I have sky digital, can i tune in BBC 4? Want to tape Alan Clarke diaries thks


----------



## clone1

Press the "Services" button
Select number 4 (System Setup), 
and then 4 again ("Add Channels").
In the Frequency field enter: 10.773
Toggle Polarisation to : H 
Toggle Symbol Rate to: 22000 
Toggle FEC to : 5/6 
Select the last button - Find Channels.
Use the Yellow button to place a tick beside BBC 4 and press "Select". BBC 4 will now be stored. You can view them by pressing the "Services" button, then 6 ("Other Channels"),


----------



## CCOVICH

The OP wanted to record a programme from Sky-is this possible with 'Other Services' channels?  I wouldn't have thought so myself.


----------



## Squonk

Does anyone know the reason why Sky refuse to put BBC3, BBC4, UTV, CBBC etc onto the main programming guide? It's a pain at the moment.


----------



## HighFlier

You cannot record "other channels" with the Sky + service but there is no reason why an external tape or disk recorder would not work, you just have to record live as you wont be able to set it up.


----------



## Squonk

HighFlier said:


> You cannot record "other channels" with the Sky + service but there is no reason why an external tape or disk recorder would not work, you just have to record live as you wont be able to set it up.

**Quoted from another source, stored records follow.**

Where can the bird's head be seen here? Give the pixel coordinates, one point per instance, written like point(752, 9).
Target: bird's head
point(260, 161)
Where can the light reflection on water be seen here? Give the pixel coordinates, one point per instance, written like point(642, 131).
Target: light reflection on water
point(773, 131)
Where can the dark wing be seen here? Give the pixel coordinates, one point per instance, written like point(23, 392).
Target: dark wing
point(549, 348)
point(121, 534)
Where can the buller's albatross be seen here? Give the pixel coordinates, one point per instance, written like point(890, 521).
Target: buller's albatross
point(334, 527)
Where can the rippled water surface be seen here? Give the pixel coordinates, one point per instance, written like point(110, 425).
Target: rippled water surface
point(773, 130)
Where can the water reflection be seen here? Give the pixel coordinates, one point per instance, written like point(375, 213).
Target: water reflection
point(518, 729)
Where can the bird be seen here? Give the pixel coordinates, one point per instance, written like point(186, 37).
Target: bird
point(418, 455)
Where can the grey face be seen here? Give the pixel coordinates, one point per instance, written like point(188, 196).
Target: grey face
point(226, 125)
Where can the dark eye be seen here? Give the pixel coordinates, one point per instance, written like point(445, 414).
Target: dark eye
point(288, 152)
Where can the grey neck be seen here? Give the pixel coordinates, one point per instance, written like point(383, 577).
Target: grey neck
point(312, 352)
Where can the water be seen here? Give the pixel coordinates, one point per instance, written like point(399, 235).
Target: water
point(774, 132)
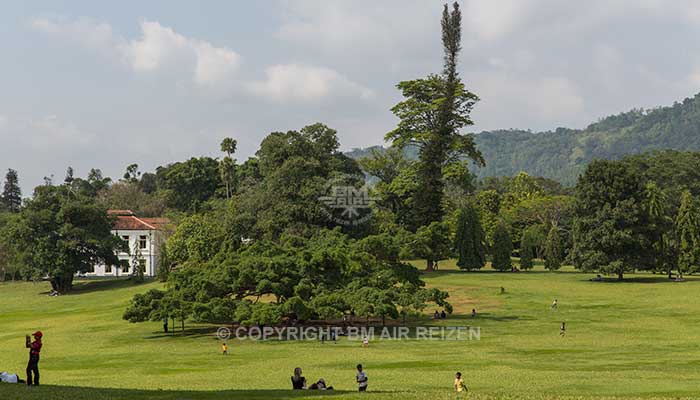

Can you record the 'other channels' on Sky+ as you are watching them?


----------



## HighFlier

No you cannot record or pause or anything else.


----------



## HighFlier

Other channels are channels that are not part of the sky service but happen to be able to be recieved on the satellite dish. You cannot even see the programme listings for the day only the details of the current programme which is carried on the channel signal live.


----------



## tallpaul

Squonk said:


> Does anyone know the reason why Sky refuse to put BBC3, BBC4, UTV, CBBC etc onto the main programming guide? It's a pain at the moment.


 
Because BBC will not pay SKY to have them on the Irish EPG. Every channel space on the EPG has to be paid for by the television channel. I think it also to do with the fact that both ITV and BBC refused to renegotiate their broadcast deal with Sky and decided to broadcast fre-to-air. In a fit of pique, Sky won't place them on the EPG.


----------



## Squonk

tallpaul said:


> Because BBC will not pay SKY to have them on the Irish EPG. Every channel space on the EPG has to be paid for by the television channel. I think it also to do with the fact that both ITV and BBC refused to renegotiate their broadcast deal with Sky and decided to broadcast fre-to-air. In a fit of pique, Sky won't place them on the EPG.


 That's a shame, because it would boost Sky's ability to sell its service.


----------



## nlgbbbblth

HighFlier said:


> You cannot record "other channels" with the Sky + service but there is no reason why an external tape or disk recorder would not work, you just have to record live as you wont be able to set it up.



I can programme my DVD recorder's HDD to record BBC4 or any of the non-EPG 'other channels'.

Simply turn on the Sky box and find the channel I want to record. Then set the timer.


----------



## Luternau

If you are living in the BBC area (UK) then all BBC channels including regional variations appear on the EPG, as they are all free to air. However in Ireland they are not part of the sky package and therefore not on the EPG. We are only supposed to recieve BBC 1 and 2 N Ireland. We receive the rest cos they are there to recieve. Legally Sky cannot broadcast them into homes in the Republic and hense they are not on the EPG.


----------



## Dinarius

Just tried this with the frequency given above (10.773) and no joy - it did add CBBC, however.

Does anyone know what the current frequency for BBC4 is?

Also, is it available in HD?

Thanks.

D.


----------



## gipimann

BBC changed their frequencies for some channels recently.

Have a look at this thread which has link to a site with the new frequencies.

http://www.askaboutmoney.com/showthread.php?t=145783


----------



## jpd

Why should/would BBC pay money so that viewers in the Republic could receive their channels?


----------



## Woodie

Essentially that was to be part of the Good Friday Agreement in the interest of alll island harmony viewers in the north would get RTE and TG4 and maybe TV3 and in ROI we would get BBC.   At least that was the politicians idea but I think costs and commerce (the fight between Freeview and Sky) including clash of programming got in the way also particularly for TV3 so the idea was droped by ex-minister Ryan.   

You already have BBC1 and BBC in ROI Sky Guide and personally I would not mind paying a small monthly fee for a comprehensive Guide including BBC3 and BBC4.  

In answer to the original poster, I have given up tying to make sense of these issue and work with whatis available.  You could get a UK card and/or use a DVD/HD recorder old style with some old fashioned programming I suppose.


----------